The city of Port-Harcourt, Rivers State, erupted in wailings on February 14, 2017. A painter, Mr Ese Akpan, was killed by stray bullets from a police team escorting a bullion van in the state. He was said to have been on his way to a construction company when the unfortunate incident happened. A Closed Circuit Television camera which reportedly captured the murder revealed how the policemen inside the van released shots from their guns, which cut short the hapless painter’s life. After the killing, the policemen drove off, unperturbed. But the dastardly act was broadcast by onlookers.
Mindless killings of innocent people by law enforcement agents are now routine in the country. Without any compunction, uniformed men kill Nigerians with the same guns they were given to protect their lives. In many instances, the incidents go unreported and the security agents get further emboldened by their assumed invincibility. The killing of Akpan is a reminder of the nuisance constituted by bullion van operators in the country. In the process of transporting cash and valuables from one location to the other, policemen guarding these vans, which are employed for the exercise, take the law into their own hands, harassing any road user that they feel is not demonstrably intimidated by their presence.
Ostensibly to ward off attack by armed robbers, these bullion vans are heavily swathed with security operatives, mostly policemen. Perhaps as a precaution as well, the vans drive at breakneck speed and their presence is heralded by the blowing of sirens. The security operatives guarding these vans have been reported in countless cases to have used them as instruments of harassment. The vans are driven recklessly against the traffic, often engendering road accidents. Road users who are unlucky to confront their recklessness never pray to encounter them again. If you are unlucky to be driving on the highway when they pass by, you dare not drive past their vans, no matter how slowly they drive. They wield their guns menacingly and never care that these guns could go off and kill or maim bystanders.
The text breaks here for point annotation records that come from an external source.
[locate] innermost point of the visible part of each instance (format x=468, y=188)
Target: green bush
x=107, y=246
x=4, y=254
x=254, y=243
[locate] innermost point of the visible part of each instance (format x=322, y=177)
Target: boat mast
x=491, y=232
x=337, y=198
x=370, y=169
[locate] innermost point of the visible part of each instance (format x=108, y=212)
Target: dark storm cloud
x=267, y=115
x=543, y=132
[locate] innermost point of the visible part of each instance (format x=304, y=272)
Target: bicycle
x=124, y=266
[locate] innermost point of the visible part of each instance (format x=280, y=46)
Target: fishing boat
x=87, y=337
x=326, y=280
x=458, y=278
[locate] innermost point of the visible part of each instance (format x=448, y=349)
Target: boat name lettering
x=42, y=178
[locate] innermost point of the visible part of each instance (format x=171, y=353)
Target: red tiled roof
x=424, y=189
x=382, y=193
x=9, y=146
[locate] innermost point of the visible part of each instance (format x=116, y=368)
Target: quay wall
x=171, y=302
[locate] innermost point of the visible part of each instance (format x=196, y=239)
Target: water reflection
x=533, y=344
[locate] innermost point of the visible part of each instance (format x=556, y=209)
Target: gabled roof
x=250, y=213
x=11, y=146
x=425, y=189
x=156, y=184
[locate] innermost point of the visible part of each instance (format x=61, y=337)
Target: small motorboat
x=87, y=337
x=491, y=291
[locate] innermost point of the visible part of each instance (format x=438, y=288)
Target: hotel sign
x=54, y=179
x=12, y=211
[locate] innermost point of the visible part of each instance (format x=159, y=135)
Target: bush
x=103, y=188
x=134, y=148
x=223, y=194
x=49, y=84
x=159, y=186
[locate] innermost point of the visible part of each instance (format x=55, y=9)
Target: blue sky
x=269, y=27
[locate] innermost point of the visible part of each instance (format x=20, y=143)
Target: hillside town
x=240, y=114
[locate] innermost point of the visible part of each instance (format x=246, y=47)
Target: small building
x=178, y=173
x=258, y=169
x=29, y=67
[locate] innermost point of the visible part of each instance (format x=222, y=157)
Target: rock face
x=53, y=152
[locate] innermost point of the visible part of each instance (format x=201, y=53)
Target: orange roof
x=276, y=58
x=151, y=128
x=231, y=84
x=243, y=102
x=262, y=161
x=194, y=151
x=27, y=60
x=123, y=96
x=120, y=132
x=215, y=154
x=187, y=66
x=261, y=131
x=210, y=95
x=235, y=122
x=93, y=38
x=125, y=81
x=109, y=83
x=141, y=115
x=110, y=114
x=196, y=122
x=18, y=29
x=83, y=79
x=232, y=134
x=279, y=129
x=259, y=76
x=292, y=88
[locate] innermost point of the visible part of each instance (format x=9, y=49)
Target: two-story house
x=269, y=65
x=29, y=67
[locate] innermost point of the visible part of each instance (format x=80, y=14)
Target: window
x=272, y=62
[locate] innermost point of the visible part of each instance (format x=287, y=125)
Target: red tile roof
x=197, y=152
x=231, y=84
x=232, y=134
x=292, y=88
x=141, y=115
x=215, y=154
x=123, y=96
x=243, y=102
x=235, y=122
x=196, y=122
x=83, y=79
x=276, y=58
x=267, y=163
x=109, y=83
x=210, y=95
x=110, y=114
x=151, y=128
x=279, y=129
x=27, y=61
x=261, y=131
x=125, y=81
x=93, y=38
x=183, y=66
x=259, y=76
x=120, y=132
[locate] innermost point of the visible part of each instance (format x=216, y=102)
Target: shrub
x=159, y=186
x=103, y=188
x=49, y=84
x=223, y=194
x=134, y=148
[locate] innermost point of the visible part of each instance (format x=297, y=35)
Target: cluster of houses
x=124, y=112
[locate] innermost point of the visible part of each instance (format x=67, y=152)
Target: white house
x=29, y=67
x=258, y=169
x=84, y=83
It is high time the authorities rescued road users from the vice grip of bullion van drivers and the security operatives attached to them. The police authorities especially should be mindful of the bad name that these operatives give the police at this time when reforms are largely demanded in the force. Harassment of road users by bullion vans and security operatives is a military hangover which the police in a democratic Nigeria should free themselves from. It is a sign of autocracy and inhumanity. In a world that is struggling to do away with this archaic method of transporting money from one point to the other, Nigeria cannot afford to lag behind. In the case under review, the brutality of the security operatives must be frontally confronted in order to prevent a recurrence in any part of Nigeria. The details of the murder of citizen Akpan and the alleged police efforts to cover up the murder are gruelling and painful. This case must never be allowed to be consigned into the trash can as many cases of police brutality have been in the past.
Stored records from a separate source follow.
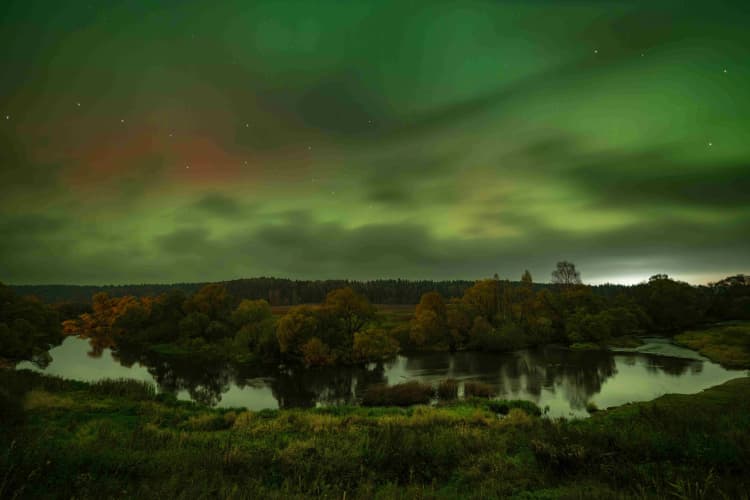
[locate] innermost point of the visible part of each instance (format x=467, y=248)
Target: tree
x=315, y=352
x=566, y=274
x=213, y=300
x=351, y=309
x=374, y=344
x=526, y=280
x=28, y=328
x=296, y=327
x=256, y=329
x=429, y=328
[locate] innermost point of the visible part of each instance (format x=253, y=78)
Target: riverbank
x=726, y=343
x=123, y=440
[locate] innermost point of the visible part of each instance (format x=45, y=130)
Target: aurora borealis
x=162, y=141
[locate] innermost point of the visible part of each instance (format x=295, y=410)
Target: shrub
x=126, y=388
x=478, y=389
x=406, y=394
x=448, y=389
x=374, y=344
x=504, y=407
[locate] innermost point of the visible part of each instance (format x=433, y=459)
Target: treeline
x=491, y=315
x=28, y=328
x=277, y=291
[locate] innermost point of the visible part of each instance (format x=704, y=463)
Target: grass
x=448, y=390
x=406, y=394
x=728, y=344
x=478, y=389
x=79, y=441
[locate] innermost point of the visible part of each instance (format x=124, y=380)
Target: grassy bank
x=114, y=439
x=727, y=343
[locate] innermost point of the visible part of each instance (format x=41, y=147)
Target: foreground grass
x=728, y=344
x=121, y=439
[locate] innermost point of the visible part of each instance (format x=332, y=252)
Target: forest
x=346, y=328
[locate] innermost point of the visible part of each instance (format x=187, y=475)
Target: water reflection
x=558, y=378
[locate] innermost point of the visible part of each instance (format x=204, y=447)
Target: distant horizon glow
x=192, y=142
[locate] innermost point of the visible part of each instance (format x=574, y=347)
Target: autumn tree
x=351, y=310
x=255, y=329
x=429, y=328
x=374, y=344
x=566, y=274
x=212, y=300
x=28, y=328
x=296, y=328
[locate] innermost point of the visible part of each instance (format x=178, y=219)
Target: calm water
x=561, y=379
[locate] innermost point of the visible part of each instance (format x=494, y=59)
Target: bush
x=406, y=394
x=504, y=407
x=478, y=389
x=448, y=389
x=126, y=388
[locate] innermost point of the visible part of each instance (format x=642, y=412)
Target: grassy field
x=726, y=343
x=120, y=439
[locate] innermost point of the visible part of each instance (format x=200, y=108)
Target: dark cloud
x=219, y=204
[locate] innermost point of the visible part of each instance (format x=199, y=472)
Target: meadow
x=122, y=439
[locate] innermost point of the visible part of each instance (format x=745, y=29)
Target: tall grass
x=448, y=390
x=406, y=394
x=478, y=390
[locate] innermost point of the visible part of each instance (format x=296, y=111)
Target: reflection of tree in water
x=303, y=387
x=672, y=366
x=205, y=380
x=578, y=375
x=98, y=342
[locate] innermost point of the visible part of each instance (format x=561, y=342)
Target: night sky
x=163, y=141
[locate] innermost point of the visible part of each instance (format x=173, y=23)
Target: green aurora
x=194, y=140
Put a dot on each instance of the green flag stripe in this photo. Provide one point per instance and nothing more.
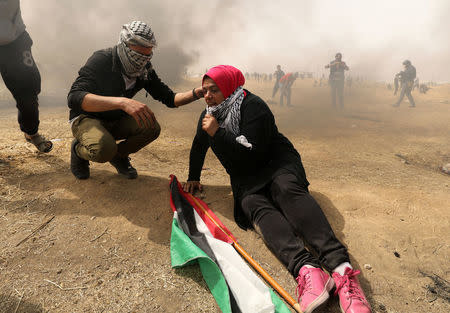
(183, 252)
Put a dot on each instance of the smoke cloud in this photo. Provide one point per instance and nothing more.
(374, 37)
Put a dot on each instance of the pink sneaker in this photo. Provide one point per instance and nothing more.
(313, 288)
(351, 296)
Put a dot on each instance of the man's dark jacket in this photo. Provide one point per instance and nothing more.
(102, 75)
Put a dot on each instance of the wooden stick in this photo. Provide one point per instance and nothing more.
(283, 293)
(20, 301)
(35, 231)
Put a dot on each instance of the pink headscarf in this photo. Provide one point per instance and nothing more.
(227, 78)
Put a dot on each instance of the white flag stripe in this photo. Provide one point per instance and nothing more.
(250, 293)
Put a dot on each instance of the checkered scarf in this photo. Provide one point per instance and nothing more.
(134, 63)
(228, 113)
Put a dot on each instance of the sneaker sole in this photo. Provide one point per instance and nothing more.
(322, 298)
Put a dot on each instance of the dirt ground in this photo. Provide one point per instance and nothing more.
(374, 169)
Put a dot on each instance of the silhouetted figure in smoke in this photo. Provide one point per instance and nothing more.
(416, 83)
(20, 73)
(278, 74)
(349, 82)
(102, 110)
(337, 79)
(286, 83)
(406, 78)
(397, 82)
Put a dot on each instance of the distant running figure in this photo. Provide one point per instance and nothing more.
(286, 83)
(337, 79)
(278, 74)
(406, 78)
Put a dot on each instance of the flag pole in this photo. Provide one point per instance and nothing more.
(283, 293)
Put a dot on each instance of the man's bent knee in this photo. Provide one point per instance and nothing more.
(102, 151)
(153, 132)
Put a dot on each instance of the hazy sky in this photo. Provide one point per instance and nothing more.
(374, 36)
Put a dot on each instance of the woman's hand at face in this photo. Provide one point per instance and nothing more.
(210, 125)
(192, 186)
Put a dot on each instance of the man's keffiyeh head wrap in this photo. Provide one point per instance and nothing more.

We call on the Inspector General of Police to urgently and immediately wade into the matter by identifying and bringing to books the policemen involved in the inhuman act. The Rivers State command of the force should be able to do this without much ado. Police officers and men should be friends of Nigerians, not people who see themselves as being above the law. The process of investigation and eventual bringing to book of the offending security operative or operatives should be as open as possible, to guard against possible connivance with unscrupulous persons in the society to thwart justice. The excesses of the bullion van operators have persisted because they are hardly repelled by the society. It is high time things changed. Citizen Akpan’s death must not be allowed to be in vain.